With strong interest from corporations eyeing the clean energy sector, 2010 could turn out to be a good time for private equity and venture capital firms to pursue investments.
“One of the most exciting things about the space now – this applies all the way down the bottom to the early-stage technology firms – is that there is a tremendous amount of strategic interest in this space,” said Hovey Kemp, a private equity lawyer at the law firm Goodwin Procter, said at the Dow Jones Private Equity Analyst Outlook 2010 meeting in New York earlier this week.
He added that one could easily put together a long list of “very large corporations” that are paying “very close attention” to the sector, among them networking equipment maker Cisco and electronics manufacturer Samsung.
“There are buyers out there that are going to emerge here,” he said.
For private equity and venture capital firms, which collectively invested $6 billion into the clean energy sector in 2009, according to the consulting firm Bloomberg New Energy Finance, this could translate to a variety of selling opportunities as a way of exiting their investments.
Investors at the event also saw good reasons to be buyers in the sector.

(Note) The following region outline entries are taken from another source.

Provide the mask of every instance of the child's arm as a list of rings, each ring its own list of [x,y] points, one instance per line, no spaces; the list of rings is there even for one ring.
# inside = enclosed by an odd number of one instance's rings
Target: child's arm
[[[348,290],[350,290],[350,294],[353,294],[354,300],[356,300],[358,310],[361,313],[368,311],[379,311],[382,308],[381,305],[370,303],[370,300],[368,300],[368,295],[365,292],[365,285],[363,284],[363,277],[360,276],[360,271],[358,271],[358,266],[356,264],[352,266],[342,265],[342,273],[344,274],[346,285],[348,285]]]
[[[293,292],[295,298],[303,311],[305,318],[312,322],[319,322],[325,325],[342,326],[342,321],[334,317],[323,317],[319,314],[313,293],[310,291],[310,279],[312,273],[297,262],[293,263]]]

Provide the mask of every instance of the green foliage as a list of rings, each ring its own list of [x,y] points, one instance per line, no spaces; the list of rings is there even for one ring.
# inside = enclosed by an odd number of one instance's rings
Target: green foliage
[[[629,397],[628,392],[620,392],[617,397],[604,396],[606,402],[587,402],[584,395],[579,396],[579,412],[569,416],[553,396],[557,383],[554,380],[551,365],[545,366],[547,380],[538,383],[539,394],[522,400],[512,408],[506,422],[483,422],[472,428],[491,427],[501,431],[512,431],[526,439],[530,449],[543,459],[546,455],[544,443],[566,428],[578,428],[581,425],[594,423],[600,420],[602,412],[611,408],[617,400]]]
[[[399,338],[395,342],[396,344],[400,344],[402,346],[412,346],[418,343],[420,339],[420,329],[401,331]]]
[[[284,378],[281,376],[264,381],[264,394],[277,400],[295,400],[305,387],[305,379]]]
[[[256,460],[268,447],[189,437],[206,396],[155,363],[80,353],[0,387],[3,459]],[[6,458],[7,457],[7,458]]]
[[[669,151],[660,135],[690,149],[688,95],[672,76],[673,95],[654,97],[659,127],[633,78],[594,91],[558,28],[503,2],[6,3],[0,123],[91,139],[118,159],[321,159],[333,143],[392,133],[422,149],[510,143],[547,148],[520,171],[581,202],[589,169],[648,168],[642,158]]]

Chris Hearn of the private equity firm First Reserve Corporation said long-term electricity needs in the United States would continue to rise, thanks in part to greater use of electric vehicles.
Tucker Twitmyer of the clean-energy private equity firm EnerTech Capital, pointed to smart gird technology as an area where investors can get a quick return on their capital.
It may take a few years for private equity and venture capital firms to figure it out, Mr. Hovey said, but the clean energy sector could become “the mother of all verticals” for private investors.